« La vie sans musique est tout simplement une erreur, une fatigue, un exil » - Friedrich Nietzsche.
Depuis le début du confinement, de nombreux artistes donnent des concerts en live sur les réseaux sociaux. Une vie sans musique ? C’est hors de question, pour eux comme pour leur public et, peut-être, pour la majorité des Hommes. Alors, pour satisfaire leurs envies ou besoins d’Art, les français ont opté pour Instagram, Youtube, et toutes sortes de plateformes de musique. Mais rien ne remplace les cris de la foule, l’euphorie et l’émotion partagées par des centaines de personnes dans une même salle. Aujourd’hui, les salles sont vides et leur avenir proche est difficile à prévoir. Nous en avons discuté avec Eric Roux, directeur de la Rock School Barbey à Bordeaux.
Comment planifiez-vous la reprise des concerts? Comme nous avons l’interdiction d’organiser des concerts jusqu’au 15 juillet, nous allons tout reporter sur le dernier trimestre de 2020. Mais rien n’est certain. On parle aussi d’une possible reprise en 2021. Je crois qu’il est prudent de ne pas lancer d’affirmations. Personnellement, je pense que l’année 2020 est morte.
Les reports de concerts créent-ils des surcharges de planning? Certaines tournées ont été mises à neuf pour le dernier trimestre et tout cela va créer un embouteillage de concerts. Mais il y a un autre problème. Pour le moment, le territoire est interdit à tous les pays qui ne font pas partie de l’accord de Shengen. Quid des tournées à l’internationale? Je ne sais pas qui est capable de répondre à cette question de manière certaine. Ce qui nous arrive est énorme, puisque c’est toute une branche d’activité qui est à l’arrêt. On essaie de donner des dates mais pourra-t-on les tenir? Ça, c’est une autre histoire.
Allez-vous accélérer le rythme des concerts à la reprise? Évidemment. Même s’il est difficile d’être sûr que nous pourrons accueillir des artistes étrangers, je pense qu’il y aura beaucoup de concerts. Sur un lieu comme le nôtre, il y a entre 120 et 130 concerts par an, environ. En excluant les mois de juillet et août. Certaines semaines, nous organisons cinq concerts. Pour cette activité, il n’y a pas de jours fériés ou de week-end. Les concerts peuvent se dérouler tout le temps. Plus la période d’abstinence de concerts durera, plus l’envie de se retrouver augmentera. Lorsqu’il y aura beaucoup moins de risques, je pense qu’il y aura une espèce d’effervescence.
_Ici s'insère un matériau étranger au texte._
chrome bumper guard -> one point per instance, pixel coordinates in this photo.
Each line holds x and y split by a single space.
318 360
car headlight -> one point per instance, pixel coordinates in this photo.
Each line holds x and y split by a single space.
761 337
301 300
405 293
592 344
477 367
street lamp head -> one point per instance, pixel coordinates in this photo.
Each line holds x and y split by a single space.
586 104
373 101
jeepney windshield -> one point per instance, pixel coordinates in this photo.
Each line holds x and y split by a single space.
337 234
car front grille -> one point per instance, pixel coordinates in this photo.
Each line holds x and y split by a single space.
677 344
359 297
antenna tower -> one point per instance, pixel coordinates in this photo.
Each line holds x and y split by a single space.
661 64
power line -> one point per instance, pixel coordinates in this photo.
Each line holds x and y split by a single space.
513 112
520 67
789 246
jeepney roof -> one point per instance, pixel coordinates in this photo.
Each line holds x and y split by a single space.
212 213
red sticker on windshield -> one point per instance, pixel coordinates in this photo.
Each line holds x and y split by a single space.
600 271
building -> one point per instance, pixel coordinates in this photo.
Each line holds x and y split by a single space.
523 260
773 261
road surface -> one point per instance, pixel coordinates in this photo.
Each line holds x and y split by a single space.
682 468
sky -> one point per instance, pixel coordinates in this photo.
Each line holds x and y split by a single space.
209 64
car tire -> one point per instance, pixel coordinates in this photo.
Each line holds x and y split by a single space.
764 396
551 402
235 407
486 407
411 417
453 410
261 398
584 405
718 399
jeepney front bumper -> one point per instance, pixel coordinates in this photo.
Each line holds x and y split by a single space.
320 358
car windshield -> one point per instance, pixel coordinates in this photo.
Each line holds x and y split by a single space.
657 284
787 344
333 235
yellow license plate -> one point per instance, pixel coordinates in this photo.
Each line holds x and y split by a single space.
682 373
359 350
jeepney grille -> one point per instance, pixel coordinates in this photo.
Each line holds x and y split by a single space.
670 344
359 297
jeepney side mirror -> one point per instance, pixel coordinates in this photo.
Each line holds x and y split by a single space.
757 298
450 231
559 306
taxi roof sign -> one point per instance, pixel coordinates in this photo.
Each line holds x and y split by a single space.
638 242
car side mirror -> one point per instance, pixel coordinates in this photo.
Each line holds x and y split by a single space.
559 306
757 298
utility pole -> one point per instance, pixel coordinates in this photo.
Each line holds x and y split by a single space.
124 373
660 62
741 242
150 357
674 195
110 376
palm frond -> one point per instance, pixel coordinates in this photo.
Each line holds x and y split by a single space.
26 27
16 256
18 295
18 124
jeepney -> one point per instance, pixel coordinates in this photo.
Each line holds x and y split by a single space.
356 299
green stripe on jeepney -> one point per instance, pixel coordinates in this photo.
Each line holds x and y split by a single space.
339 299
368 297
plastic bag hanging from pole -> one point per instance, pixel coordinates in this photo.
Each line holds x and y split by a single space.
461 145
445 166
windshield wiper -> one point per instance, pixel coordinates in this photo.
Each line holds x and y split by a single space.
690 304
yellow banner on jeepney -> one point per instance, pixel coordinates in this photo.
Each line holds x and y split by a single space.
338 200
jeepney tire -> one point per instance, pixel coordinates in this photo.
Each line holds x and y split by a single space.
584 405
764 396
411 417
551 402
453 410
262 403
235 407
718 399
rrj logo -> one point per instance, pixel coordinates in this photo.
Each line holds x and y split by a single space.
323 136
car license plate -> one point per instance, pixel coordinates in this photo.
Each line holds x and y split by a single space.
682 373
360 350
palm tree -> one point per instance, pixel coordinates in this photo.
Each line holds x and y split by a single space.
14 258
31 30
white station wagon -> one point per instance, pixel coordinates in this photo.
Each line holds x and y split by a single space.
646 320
Les sorties d’album sont accompagnées par les tournées. Est-ce que pour cette année, ce procédé est devenu impossible? Oui, pour l’année 2020, je pense qu’on est mal barrés. Tout le monde s’est retrouvé complètement déboussolé par cette histoire. Je ne sais pas comment ça repartira, ce que je sais, c’est que ça va mettre du temps.
Pensez-vous que cette crise va définitivement changer quelque chose au mode d’organisation présent? On va être obligés de prendre en compte le fait que ce genre de choses, qu’on pensait inimaginables à notre époque, est réel. On n’est pas à l’abris d’autres pandémies. Je crois que le modèle sur lequel nous reposons est complètement dépassé. Mais cela dépasse l’organisation des concerts. Il faudrait mettre en place des mesures de réflexion nous permettant d’envisager de faire les choses autrement.
Les concerts en live sur les réseaux sociaux, ça vous fait peur? Non, je pense qu’on a besoin de se rencontrer entre êtres humains. Donc quoi de mieux que des moments de concerts, de musique, de partage, dans des lieux faits pour ça? Je n’ai pas peur du fait que les artistes mettent en œuvre des concerts sous forme numérique. Les gens ont besoin de se rencontrer, de se parler, de se toucher... il faut qu’il y ait de l’humanité et pas qu’à travers des écrans.
Quels types de mesures pourraient être prises pour rendre une salle de concert plus sécurisée? Est-ce possible? Dans une salle de concert, je ne sais pas comment on peut respecter les mesures de distanciation sociale. Le dernier sujet qui est apparu c’est que dans toutes les salles, il y a des ventilations pour l’extraction d’air, et dans certaines, la clim. Quid des gouttelettes transportant le Covid-19 quand l’air est brassé? Pour le moment, on ne sait pas. On est encore dans une zone totale d’incertitude et personnellement, je me refuse d’engager quoi que ce soit qui mettrait en danger la vie des artistes, des techniciens et du public. Pour nous c’est la règle d’or. On est là pour donner de la joie ou des émotions, pas pour mettre les gens en danger. Merci Éric!